After the morning’s hot chocolate at Café & Té, where I can safely say that it is difficult to find a lousy cup of hot chocolate anywhere in Spain, I of course couldn’t help but land up right in front of Chocolat Factory, with maitre chocolatier Michel Laline from Belgium at its helm.

Chocolat Factory. The 77% Cacao mental sign is from a 2011 corporate campaign on the theme, as I understood it, make chocolate, not war, which I think fits well with my own sentiments on the issue. It seems like I will never be able to disconnect from this ‘world peace’ thing.

However impossible it must be to profile yourself within the area of chocolate, that is nothing that stopped Michel Laline for example, to established a quite creative chain of chocolate outlets all over Spain. Since his Chocolat Factory has its workshop here on the remote plains of Valles where they mastermind, design and produce handmade chocolate, I was not surprised to find one of their outlets here too.

In Barcelona you eventually start to expect the unexpected. Art and architecture seems to be alive with a strong creative undercurrent that can suddenly burst out into almost anything.
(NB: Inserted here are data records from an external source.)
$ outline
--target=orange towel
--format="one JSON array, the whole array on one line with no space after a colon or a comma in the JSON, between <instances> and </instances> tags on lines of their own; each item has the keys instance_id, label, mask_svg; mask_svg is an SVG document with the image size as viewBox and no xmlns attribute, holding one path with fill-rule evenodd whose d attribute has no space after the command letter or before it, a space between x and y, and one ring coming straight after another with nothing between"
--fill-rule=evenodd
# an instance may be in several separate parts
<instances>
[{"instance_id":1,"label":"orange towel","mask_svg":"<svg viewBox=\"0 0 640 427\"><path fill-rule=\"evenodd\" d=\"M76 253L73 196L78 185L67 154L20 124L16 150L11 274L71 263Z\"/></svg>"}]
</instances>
You find influences mixed and matched from Antoni Gaudí’s to Miró, from Picasso to maybe the best football teams in the world.

And it was with this thought that I strolled the streets of La Roca Village, finding inspiration in all sorts of design ideas, both from what was already in the stores and from the surrounding environment that through Gaudí’s broken pieces, find in itself a new coherence after all.